The rear gable of the west wing of the main block, which forms the rear elevation to the left of the rear return, is similar to its front gable but without soil pipes.

The west elevation of the house is two storeys, with a slated roof whose ridges at the wings incline upwards at each gable. Three original flush rooflights are retained. Walling matches the entrance front, including quoins at the extremities. A moulded aluminium gutter with a PVC downpipe is fitted to the left-hand side, along with cast iron soil pipes. There are two windows at ground floor and one at first floor, all rectangular sash windows as on the entrance front.

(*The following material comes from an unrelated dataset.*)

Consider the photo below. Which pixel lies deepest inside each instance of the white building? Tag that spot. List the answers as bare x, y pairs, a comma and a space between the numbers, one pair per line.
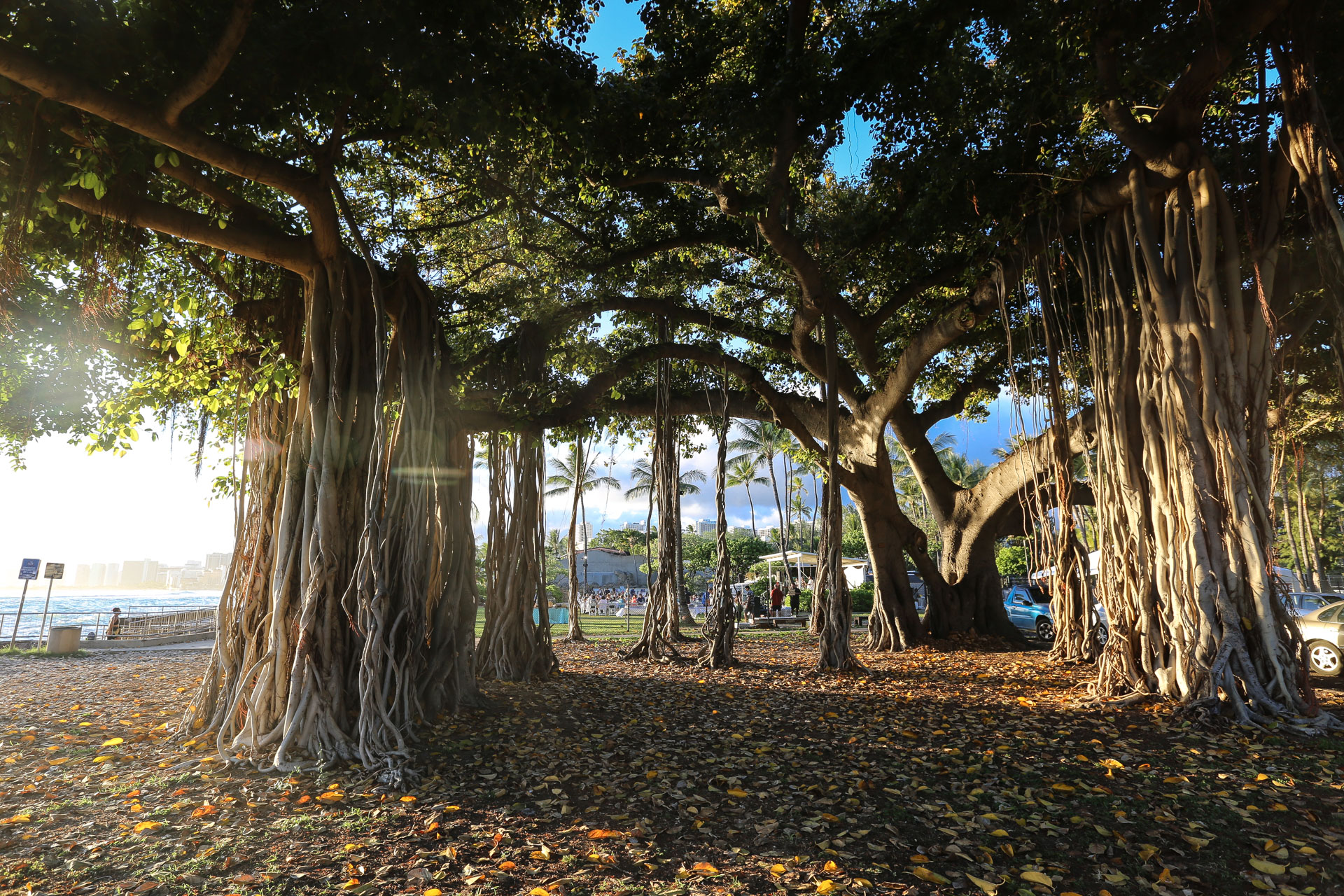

The house stands in a very rural setting within its own extensive grounds, facing the road but set back slightly from it, with a gravelled area immediately in front approached through a pair of modern timber gates. Mature trees form part of the front boundary on each side. To the east and south, extensive outbuildings are grouped around yards enclosed by basalt rubble walls, approached by a recessed driveway to the north and a gateway to the east. To the south and west, an informal garden with lawns and shrubs is enclosed to the front and west boundaries by basalt rubble walls. The garden contains a lean-to greenhouse in poor condition and a two-storey rubble stone garden shed.

The outbuildings are grouped around two main yards — a northern one and a southern one — with a smaller yard immediately to the rear of the house opening off the northern yard. The small rear yard has on its north side a two-storey outbuilding linked to the east gable of the house, with white rendered walls and a hipped slated roof, used as a store; the east wall facing the northern yard is of exposed rubble, with Georgian glazing to a later inserted window, and a lean-to wooden gabled shed along its north side. The south side of the small rear yard is occupied by a single-storey block with basalt walls and a hipped slated roof, with an elliptically arched entrance in the west wall containing double doors. The northern yard originally contained coach houses, stables, and grooms' accommodation; the southern yard was a farmyard with cattle housing, implement storage, and feed storage. An outbuilding on the south-west side of the northern yard originally contained the dairy with churning and butter-making machinery. The northern yard currently contains stores and garages, with a portion at the north-east corner converted into a dwelling. The southern yard remains as farm sheds but is no longer in full use. The outbuildings around both yards are generally two storeys high, in random rubble with natural slate hipped or gable-end roofs. Rainwater goods are in cast iron except where later replaced in PVC. Windows are mainly timber vertically-hung sliding sashes, with some casements and some metal casement replacements. Entrance doors are traditional framed and sheeted. Some arched doorways in the southern yard are now derelict; others have been partly blocked to accommodate modern rectangular windows. The outbuildings generally are of little or no special architectural interest, have undergone many alterations, and some blocks are of poor original quality and in very poor condition.